Легчайший воздух - Бушуев Александр Викторович 4 стр.


– Мер, ты здесь? – доносится из-за двери ванной голос Эндрю. – У нас заказан столик. Через полчаса нужно быть на месте. Я с нетерпением ждал этого момента весь день.

В его голосе слышится волнение. Зажав между ног белое полотенце и глубоко дыша, я прислоняюсь к двери ванной. Я не хочу, чтобы он видел меня такой.

– Я выйду через секунду, – отвечаю я, и мой голос дрожит. Я собираюсь с силами, чтобы привести себя в порядок и принять более-менее презентабельный вид. Я не уверена, смогу ли сейчас выйти отсюда и, словно ничего не случилось, сесть напротив него за столик ресторана, но попытаюсь.

Насколько я понимаю, срок был небольшим.

Я еще не была у врача. Мне еще не делали УЗИ и не подтверждали беременность – посещение клиники было запланировано на ближайшие недели. Но сегодня вечером исполняется ровно четыре месяца со дня нашей свадьбы, и я подумала, что это будет особый способ отметить наш скромный юбилей.

Стоя на четвереньках с бутылкой чистящего средства для ванной в одной руке и рулоном бумажных полотенец под мышкой в другой, я пытаюсь оттереть пятна подсыхающей крови на плитке пола – крови, которая когда-то наполняла мою опустевшую матку.

Это несправедливо.

– Мередит! – Услышав голос Эндрю, я испуганно вздрагиваю и оборачиваюсь. Он застыл в дверях. Я не слышала, как он вошел. – Боже мой, что случилось?

Вместо того чтобы пробормотать хотя бы слово, я реву. Эндрю не видел у меня ни единой слезинки, и вот я безудержно рыдаю. Все мое тело содрогается, горючие слезы застилают глаза.

Я чувствую себя… опустошенной.

В буквальном смысле опустошенной.

Вся моя любовь, все мои надежды… растаяли как дым, как будто их не было вообще.

Взяв меня за руки, он опускается на колени, притягивает меня к себе и обнимает.

– Говори, в чем дело.

– Я собиралась сказать тебе, – говорю я, чувствуя, как у меня сжимается горло.

– Сказать мне что? – спрашивает он, затем немного отстраняется, хотя и не выпускает из объятий, и буквально прожигает меня взглядом.

– О беременности. – Я не могу заставить себя произнести слово «ребенок». Не сейчас.

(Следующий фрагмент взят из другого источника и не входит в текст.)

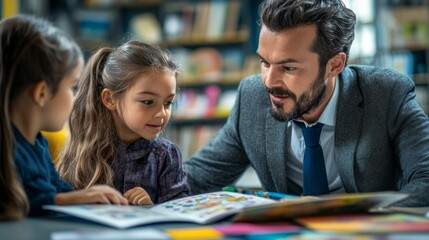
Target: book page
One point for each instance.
(324, 205)
(114, 215)
(209, 207)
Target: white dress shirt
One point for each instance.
(296, 146)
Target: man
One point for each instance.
(374, 135)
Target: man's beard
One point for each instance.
(308, 101)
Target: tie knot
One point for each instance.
(311, 134)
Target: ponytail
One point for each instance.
(85, 161)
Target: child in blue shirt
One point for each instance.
(123, 103)
(39, 66)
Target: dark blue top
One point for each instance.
(155, 165)
(39, 177)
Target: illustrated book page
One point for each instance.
(202, 209)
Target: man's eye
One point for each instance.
(169, 103)
(288, 69)
(264, 63)
(147, 102)
(74, 90)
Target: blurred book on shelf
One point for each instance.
(209, 64)
(204, 20)
(207, 103)
(191, 138)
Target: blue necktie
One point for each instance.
(315, 181)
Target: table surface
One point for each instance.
(43, 227)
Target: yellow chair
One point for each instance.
(56, 142)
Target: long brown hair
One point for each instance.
(88, 156)
(31, 50)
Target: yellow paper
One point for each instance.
(194, 233)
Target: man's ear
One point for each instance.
(40, 93)
(108, 99)
(336, 65)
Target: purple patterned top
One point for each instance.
(155, 165)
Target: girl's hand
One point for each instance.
(95, 194)
(138, 196)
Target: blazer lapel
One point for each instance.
(275, 150)
(348, 127)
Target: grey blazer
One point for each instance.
(381, 139)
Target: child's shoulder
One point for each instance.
(164, 143)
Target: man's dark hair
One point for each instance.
(335, 23)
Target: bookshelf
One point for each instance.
(213, 41)
(404, 42)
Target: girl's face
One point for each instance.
(145, 108)
(58, 108)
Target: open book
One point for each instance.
(324, 205)
(202, 209)
(211, 207)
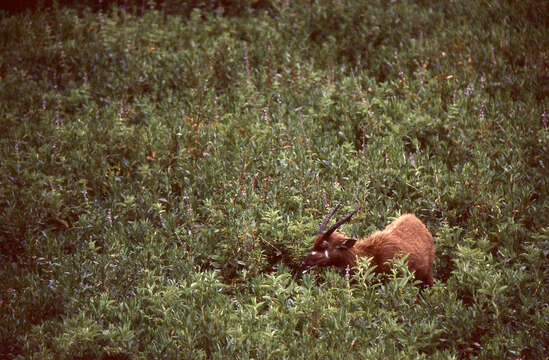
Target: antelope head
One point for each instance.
(331, 248)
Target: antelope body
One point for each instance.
(405, 235)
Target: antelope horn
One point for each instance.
(339, 223)
(327, 218)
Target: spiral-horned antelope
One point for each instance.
(405, 235)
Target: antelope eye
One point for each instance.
(323, 245)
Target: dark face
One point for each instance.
(331, 251)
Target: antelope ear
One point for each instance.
(347, 243)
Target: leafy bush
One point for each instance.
(164, 169)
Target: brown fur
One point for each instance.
(405, 235)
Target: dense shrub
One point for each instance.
(164, 168)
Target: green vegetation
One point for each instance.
(164, 169)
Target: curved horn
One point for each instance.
(339, 223)
(327, 218)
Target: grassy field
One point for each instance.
(164, 169)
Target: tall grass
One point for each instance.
(165, 166)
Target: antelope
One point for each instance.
(406, 235)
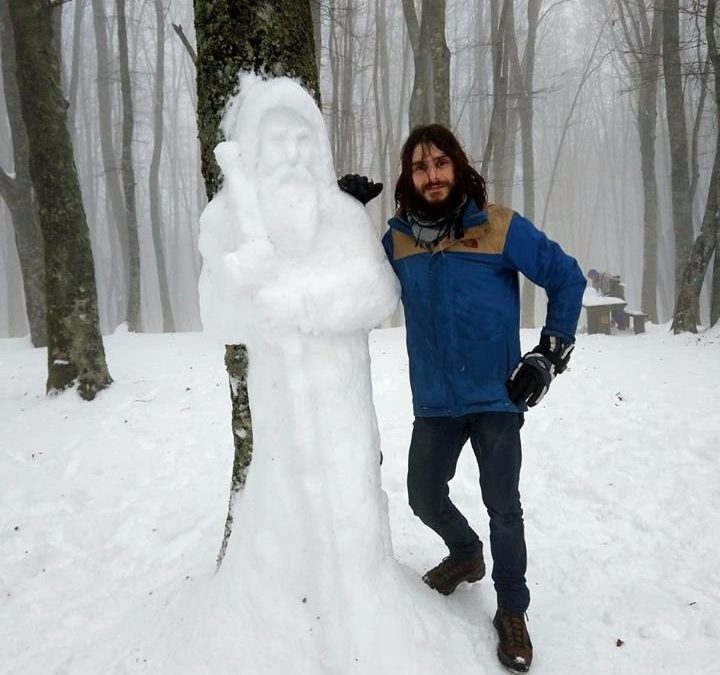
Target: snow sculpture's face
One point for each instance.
(287, 172)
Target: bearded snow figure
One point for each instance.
(294, 269)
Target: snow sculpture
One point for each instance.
(294, 269)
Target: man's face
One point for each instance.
(433, 173)
(286, 171)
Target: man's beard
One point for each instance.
(437, 210)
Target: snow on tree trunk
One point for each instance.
(154, 176)
(272, 37)
(75, 348)
(128, 175)
(686, 318)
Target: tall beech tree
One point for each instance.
(678, 136)
(17, 191)
(272, 38)
(708, 240)
(76, 354)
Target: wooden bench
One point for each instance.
(638, 320)
(599, 312)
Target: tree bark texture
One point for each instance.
(271, 37)
(154, 175)
(430, 99)
(128, 175)
(677, 130)
(642, 39)
(18, 193)
(75, 347)
(267, 37)
(686, 317)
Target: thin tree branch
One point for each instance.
(186, 42)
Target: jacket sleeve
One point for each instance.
(542, 261)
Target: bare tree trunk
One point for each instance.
(154, 176)
(527, 314)
(128, 175)
(18, 193)
(686, 317)
(677, 130)
(75, 348)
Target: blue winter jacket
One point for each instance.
(462, 306)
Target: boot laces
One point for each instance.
(517, 628)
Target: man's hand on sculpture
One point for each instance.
(360, 187)
(531, 378)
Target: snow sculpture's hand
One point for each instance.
(531, 378)
(360, 187)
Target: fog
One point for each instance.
(585, 134)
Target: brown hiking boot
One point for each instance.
(514, 646)
(451, 572)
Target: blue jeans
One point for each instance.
(434, 450)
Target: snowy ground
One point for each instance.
(110, 510)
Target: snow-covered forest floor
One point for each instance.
(109, 510)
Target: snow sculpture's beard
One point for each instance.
(290, 206)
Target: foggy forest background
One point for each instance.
(551, 99)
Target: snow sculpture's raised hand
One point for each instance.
(285, 250)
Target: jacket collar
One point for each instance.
(472, 216)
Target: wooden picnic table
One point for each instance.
(599, 310)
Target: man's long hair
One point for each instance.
(467, 180)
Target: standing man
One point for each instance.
(457, 258)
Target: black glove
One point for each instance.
(530, 380)
(360, 187)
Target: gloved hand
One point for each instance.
(360, 187)
(531, 378)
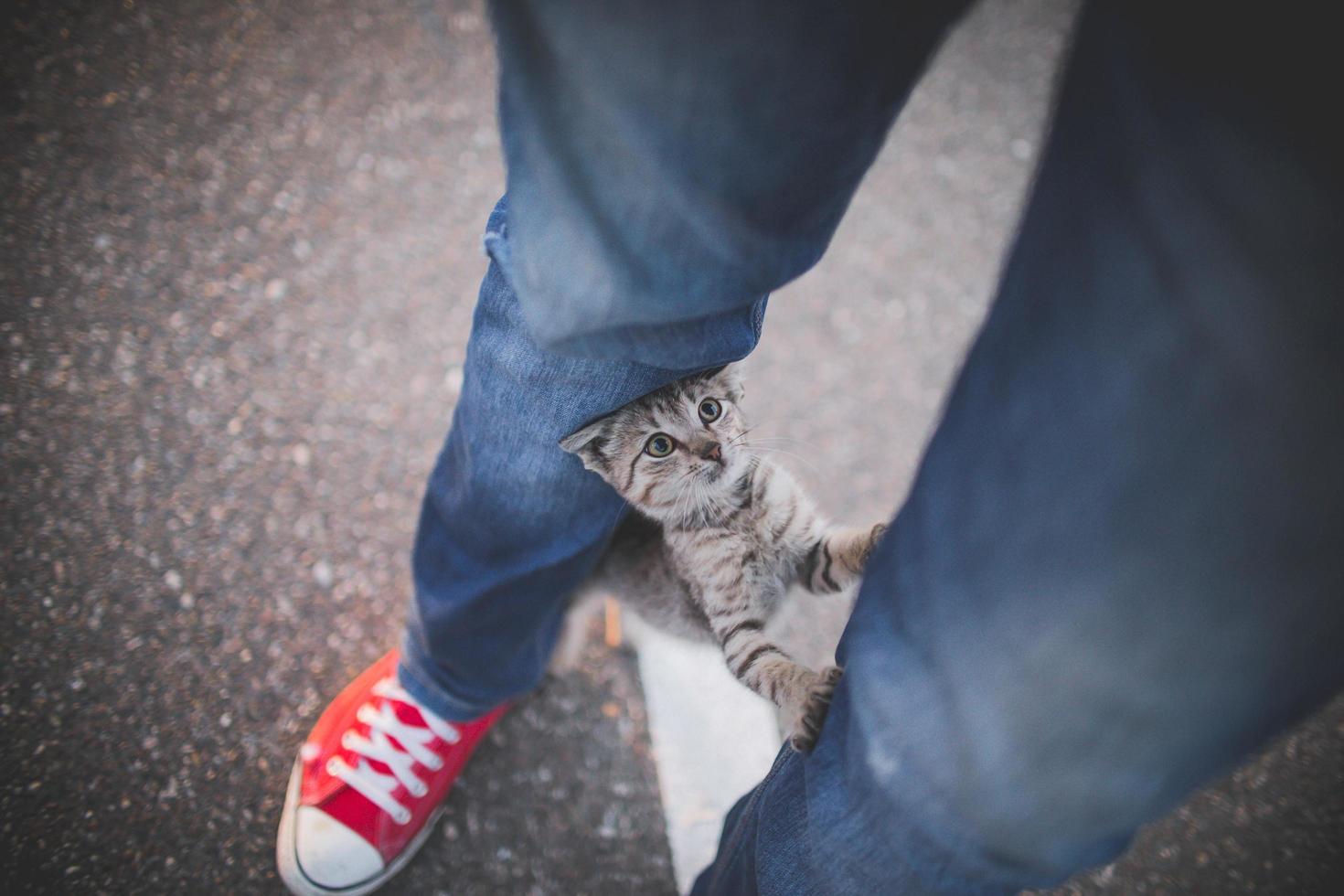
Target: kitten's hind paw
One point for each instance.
(808, 727)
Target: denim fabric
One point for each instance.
(509, 523)
(1120, 566)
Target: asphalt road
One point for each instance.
(238, 258)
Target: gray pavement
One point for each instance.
(238, 255)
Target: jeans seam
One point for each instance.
(732, 847)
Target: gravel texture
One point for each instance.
(238, 255)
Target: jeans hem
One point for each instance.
(414, 676)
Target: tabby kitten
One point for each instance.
(720, 535)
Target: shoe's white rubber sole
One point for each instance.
(286, 858)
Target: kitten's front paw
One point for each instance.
(874, 536)
(815, 707)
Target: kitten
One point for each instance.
(720, 536)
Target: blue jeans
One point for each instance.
(1120, 566)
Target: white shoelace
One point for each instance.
(400, 756)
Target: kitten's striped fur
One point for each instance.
(720, 535)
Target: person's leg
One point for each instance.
(511, 524)
(1120, 566)
(664, 174)
(668, 164)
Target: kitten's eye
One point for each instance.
(659, 445)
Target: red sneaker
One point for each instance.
(368, 786)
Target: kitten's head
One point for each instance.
(677, 453)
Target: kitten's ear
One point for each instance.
(728, 382)
(591, 445)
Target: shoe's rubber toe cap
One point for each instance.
(329, 853)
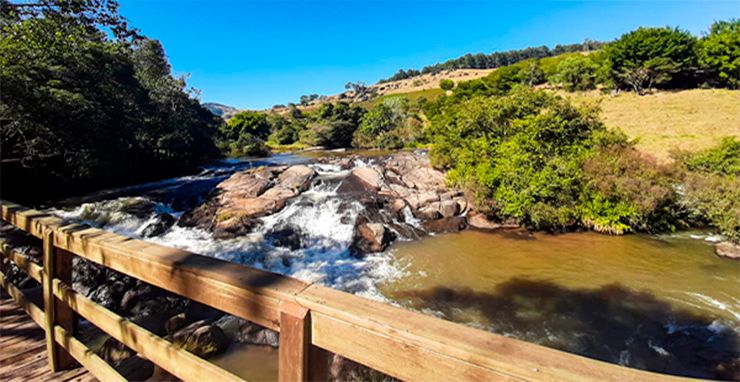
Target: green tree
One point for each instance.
(81, 108)
(380, 120)
(446, 84)
(247, 123)
(653, 57)
(719, 54)
(577, 73)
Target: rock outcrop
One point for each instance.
(728, 250)
(235, 203)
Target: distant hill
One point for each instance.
(220, 110)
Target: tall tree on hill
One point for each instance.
(719, 54)
(83, 107)
(653, 57)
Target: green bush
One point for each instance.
(246, 145)
(534, 157)
(244, 123)
(629, 190)
(332, 134)
(723, 159)
(286, 135)
(653, 57)
(711, 190)
(714, 200)
(446, 84)
(719, 54)
(577, 73)
(380, 121)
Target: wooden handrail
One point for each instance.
(311, 319)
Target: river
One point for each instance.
(663, 303)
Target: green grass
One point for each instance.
(275, 147)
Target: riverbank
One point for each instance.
(553, 280)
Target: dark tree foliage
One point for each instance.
(87, 103)
(653, 57)
(719, 54)
(496, 59)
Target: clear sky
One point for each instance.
(254, 54)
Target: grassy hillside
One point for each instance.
(665, 121)
(662, 122)
(413, 96)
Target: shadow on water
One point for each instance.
(611, 323)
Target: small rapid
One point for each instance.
(663, 303)
(308, 239)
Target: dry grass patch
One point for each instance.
(665, 121)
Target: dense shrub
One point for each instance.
(534, 157)
(711, 190)
(389, 124)
(628, 190)
(331, 134)
(653, 57)
(246, 145)
(87, 103)
(723, 159)
(714, 200)
(247, 123)
(286, 134)
(577, 72)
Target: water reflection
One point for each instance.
(610, 323)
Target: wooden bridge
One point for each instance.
(313, 321)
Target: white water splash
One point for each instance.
(324, 221)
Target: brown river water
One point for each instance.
(660, 303)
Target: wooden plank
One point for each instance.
(33, 311)
(400, 343)
(294, 343)
(242, 291)
(424, 343)
(175, 360)
(64, 316)
(86, 357)
(23, 261)
(318, 364)
(57, 313)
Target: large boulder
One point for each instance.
(482, 222)
(450, 224)
(232, 208)
(370, 176)
(727, 250)
(160, 225)
(201, 338)
(371, 237)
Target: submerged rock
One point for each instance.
(160, 225)
(727, 250)
(232, 208)
(201, 338)
(482, 222)
(371, 237)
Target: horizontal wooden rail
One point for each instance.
(406, 345)
(23, 261)
(175, 360)
(91, 361)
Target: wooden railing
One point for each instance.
(313, 321)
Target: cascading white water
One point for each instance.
(319, 218)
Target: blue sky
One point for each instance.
(254, 54)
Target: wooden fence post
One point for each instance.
(295, 339)
(318, 364)
(57, 264)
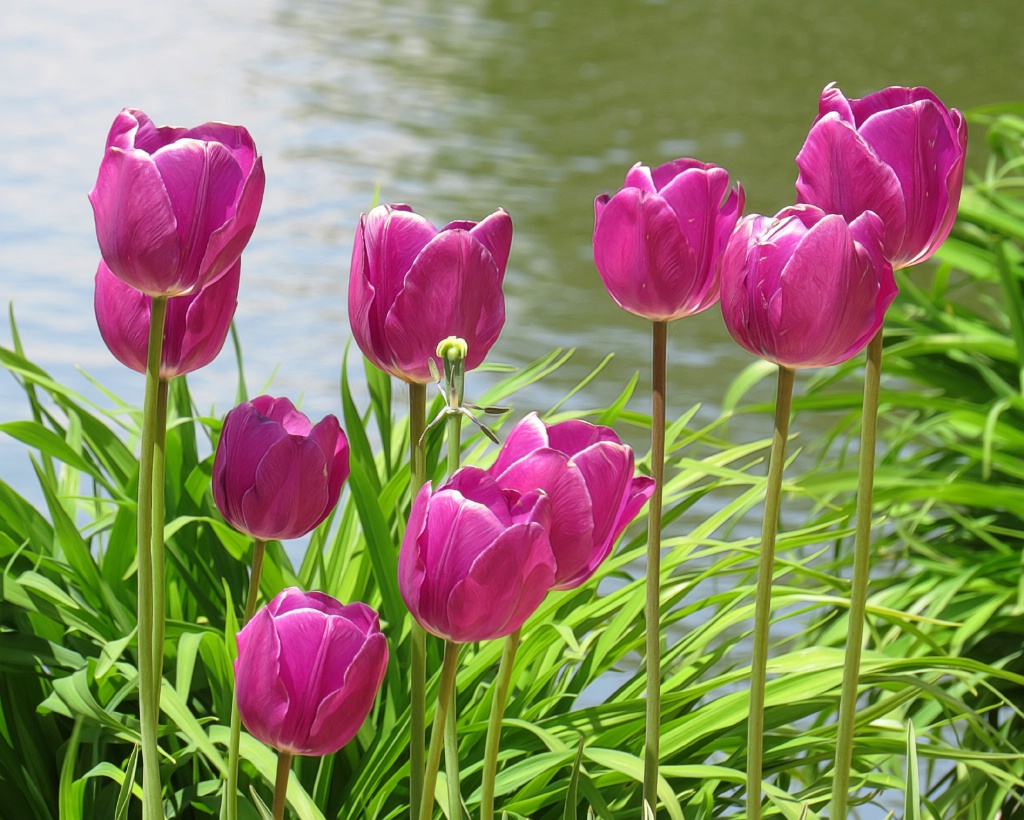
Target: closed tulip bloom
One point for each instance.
(475, 561)
(195, 330)
(174, 207)
(274, 474)
(805, 289)
(899, 153)
(588, 474)
(658, 241)
(308, 671)
(411, 286)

Он замолкает, и его рука, которая только что ласково поглаживала мою ладонь, замирает. Мгновение спустя он отстраняется и пристально смотрит мне в лицо.

– Ты была беременна? – спрашивает он. Его лицо бесстрастно.

Я так сильно прикусываю губу, что чувствую во рту вкус крови, и киваю.

– Да. Была.

Эндрю встает, потирает переносицу и вздыхает. Через несколько секунд он начинает расхаживать по пятачку обесцвеченного моющим средством пола.

– Эндрю… – Тыльной стороной ладони я вытираю глаза и заставляю себя встать. Это не совсем та реакция, которую я ожидала от него.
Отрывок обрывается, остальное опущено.